Closed qilicun closed 1 year ago

qilicun commented 2 years ago

Great job!

But I have some trouble when understanding the output channels for unet model. That is 'out_channels=2,#(3 if not learn_sigma else 6),', why set the output to 2 or six channels ? Is there any reference or formula to explain? Thanks a lot

JuliaWolleb commented 2 years ago

Thanks!

there are two possibilities:

  1. You set the learn_sigma=True, then you want to predict the mean and the variance. Consequently, the number of output channels=2*number of input channels.
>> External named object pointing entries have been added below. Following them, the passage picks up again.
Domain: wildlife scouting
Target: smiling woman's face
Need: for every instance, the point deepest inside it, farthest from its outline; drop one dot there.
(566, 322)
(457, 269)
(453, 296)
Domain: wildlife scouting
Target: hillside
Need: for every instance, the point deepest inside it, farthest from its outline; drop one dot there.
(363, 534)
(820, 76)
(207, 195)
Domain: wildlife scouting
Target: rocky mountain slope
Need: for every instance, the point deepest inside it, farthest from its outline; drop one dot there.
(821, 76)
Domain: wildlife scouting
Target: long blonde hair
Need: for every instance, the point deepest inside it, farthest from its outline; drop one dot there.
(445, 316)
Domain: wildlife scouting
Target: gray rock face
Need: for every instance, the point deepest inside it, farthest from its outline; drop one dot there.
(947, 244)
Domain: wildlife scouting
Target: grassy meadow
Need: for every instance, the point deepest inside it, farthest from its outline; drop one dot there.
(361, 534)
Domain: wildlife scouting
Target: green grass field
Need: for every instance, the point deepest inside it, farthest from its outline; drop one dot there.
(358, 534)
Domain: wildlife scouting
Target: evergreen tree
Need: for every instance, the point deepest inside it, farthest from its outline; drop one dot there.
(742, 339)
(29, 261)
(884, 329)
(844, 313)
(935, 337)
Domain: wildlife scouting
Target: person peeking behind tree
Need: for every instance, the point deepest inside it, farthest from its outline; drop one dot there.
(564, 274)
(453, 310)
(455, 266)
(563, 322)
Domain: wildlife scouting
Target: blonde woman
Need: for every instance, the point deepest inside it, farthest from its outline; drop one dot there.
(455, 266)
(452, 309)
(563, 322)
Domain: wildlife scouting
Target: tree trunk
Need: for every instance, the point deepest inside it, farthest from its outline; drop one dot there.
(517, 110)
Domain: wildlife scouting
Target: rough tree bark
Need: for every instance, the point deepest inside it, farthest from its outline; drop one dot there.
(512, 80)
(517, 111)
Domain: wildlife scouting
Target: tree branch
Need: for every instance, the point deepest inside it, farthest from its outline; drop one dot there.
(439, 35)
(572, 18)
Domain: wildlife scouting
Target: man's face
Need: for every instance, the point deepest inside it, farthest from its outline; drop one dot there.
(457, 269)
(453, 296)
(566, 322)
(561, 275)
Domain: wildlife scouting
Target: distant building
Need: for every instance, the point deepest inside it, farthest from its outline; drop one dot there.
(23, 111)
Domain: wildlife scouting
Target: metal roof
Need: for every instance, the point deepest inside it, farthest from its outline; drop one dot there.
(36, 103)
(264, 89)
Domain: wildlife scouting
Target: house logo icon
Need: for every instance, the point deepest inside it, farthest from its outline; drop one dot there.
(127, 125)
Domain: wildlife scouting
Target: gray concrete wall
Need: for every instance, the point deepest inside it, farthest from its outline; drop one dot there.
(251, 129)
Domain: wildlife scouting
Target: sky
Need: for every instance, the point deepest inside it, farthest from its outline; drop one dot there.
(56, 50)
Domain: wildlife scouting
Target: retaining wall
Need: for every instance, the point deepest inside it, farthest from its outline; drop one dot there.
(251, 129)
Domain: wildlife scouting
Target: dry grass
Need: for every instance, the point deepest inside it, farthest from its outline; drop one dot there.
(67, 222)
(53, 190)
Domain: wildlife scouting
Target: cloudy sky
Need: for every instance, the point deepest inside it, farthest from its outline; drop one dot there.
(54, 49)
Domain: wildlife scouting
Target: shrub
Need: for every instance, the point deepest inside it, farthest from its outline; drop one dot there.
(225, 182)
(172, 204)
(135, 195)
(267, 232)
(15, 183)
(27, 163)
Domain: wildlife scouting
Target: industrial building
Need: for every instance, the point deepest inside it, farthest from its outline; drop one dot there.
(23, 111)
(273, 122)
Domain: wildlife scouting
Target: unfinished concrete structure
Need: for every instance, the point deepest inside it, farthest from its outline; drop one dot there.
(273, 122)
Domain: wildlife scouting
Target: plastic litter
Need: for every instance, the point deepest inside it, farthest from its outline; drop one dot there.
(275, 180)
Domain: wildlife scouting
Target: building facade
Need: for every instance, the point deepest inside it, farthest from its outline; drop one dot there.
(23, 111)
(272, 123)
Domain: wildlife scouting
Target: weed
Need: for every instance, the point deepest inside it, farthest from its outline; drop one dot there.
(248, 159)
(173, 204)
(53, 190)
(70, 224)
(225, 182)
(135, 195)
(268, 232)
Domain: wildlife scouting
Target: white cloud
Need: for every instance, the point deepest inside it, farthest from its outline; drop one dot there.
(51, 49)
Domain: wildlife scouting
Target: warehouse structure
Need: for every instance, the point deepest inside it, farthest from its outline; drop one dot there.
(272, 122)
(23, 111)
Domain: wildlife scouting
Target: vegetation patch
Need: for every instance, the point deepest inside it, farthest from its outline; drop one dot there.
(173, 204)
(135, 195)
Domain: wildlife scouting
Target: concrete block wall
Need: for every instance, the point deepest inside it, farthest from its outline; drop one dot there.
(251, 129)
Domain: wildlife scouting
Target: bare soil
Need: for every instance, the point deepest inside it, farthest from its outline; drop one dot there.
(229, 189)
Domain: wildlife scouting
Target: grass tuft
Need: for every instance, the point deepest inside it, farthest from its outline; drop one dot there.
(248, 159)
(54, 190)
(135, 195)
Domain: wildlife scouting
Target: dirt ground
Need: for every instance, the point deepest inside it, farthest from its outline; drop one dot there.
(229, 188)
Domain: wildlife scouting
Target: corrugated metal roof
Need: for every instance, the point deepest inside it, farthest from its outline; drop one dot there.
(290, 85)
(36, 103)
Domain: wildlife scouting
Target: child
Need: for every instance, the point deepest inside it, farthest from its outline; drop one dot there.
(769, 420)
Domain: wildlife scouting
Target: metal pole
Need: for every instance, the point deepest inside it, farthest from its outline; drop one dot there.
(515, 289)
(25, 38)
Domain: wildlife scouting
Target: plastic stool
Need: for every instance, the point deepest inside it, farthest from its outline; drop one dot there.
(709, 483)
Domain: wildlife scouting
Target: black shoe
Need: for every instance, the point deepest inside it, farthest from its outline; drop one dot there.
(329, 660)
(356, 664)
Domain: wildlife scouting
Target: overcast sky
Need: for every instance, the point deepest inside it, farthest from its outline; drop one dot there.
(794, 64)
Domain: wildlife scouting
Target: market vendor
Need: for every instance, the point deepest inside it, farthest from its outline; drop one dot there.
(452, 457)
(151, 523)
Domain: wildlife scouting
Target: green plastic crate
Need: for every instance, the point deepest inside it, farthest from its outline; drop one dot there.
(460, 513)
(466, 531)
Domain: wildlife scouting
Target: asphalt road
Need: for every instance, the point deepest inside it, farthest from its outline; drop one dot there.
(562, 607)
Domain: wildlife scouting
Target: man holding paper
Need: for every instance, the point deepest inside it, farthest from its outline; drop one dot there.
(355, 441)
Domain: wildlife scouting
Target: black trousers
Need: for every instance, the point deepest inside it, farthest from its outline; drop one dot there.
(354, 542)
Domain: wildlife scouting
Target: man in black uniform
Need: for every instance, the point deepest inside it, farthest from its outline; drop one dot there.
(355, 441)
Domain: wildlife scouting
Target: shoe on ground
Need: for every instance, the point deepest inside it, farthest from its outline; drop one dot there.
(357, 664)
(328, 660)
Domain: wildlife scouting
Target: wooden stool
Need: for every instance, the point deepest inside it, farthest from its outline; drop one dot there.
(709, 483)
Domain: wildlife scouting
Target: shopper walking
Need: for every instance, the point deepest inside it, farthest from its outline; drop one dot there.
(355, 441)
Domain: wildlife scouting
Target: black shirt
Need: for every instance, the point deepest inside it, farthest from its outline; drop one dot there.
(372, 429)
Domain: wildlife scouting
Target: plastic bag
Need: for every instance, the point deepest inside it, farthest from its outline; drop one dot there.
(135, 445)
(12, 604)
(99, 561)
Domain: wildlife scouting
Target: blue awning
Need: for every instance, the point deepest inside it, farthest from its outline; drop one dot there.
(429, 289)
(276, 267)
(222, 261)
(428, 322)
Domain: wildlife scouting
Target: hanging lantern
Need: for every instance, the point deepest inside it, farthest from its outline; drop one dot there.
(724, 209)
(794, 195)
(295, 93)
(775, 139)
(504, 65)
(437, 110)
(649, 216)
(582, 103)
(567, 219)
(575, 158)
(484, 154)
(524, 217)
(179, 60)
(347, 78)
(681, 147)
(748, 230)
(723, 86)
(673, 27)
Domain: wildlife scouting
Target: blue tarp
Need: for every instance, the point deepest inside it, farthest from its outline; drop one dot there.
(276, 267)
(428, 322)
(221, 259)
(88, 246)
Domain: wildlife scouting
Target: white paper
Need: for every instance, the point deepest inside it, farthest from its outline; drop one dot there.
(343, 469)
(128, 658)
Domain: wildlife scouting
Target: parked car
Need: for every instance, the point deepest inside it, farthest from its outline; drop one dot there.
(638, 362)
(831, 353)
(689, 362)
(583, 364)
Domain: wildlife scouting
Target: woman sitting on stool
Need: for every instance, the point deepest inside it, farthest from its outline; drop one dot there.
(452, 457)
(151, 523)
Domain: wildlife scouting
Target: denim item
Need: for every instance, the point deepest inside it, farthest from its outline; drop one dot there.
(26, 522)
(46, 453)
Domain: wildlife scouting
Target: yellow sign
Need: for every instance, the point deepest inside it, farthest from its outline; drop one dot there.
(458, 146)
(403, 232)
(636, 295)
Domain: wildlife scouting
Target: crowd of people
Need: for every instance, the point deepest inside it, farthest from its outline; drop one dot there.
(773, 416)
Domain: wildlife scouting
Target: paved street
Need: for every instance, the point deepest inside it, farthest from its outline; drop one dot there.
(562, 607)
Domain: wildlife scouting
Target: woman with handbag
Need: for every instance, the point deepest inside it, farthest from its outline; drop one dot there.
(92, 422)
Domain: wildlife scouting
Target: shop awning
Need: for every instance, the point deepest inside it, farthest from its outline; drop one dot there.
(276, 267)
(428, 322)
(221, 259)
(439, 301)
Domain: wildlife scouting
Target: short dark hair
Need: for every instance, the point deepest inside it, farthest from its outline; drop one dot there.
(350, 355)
If your input image has 1 channel, then your unet model has 2 output channels.

  2. If you set learn_sigma=False, then you only predict the mean. Then, the number of output channels equals the number of input channels. If your images have 1 channel, then your unet model has 1 output channel.

Did that help? Let me know if you have further questions.

qilicun commented 2 years ago
You set the learn_sigma=True, then you want to predict the mean and the variance. Consequently, the number of output channels=2*number of input channels. If your input image has 1 channel, then your unet model has 2 output channels.

Great! That helps a lot! Thanks again!

qilicun commented 2 years ago

One more question. Is this a bug in line 186 and 188 of https://github.com/JuliaWolleb/Diffusion-based-Segmentation/blob/main/guided_diffusion/train_util.py#L188?

self.run_step(batch, cond)
sample = self.run_step(batch, cond)

run_step is executed twice?

JuliaWolleb commented 1 year ago

Hi Thanks for pointing this out, this is a mistake. You can delete the second line.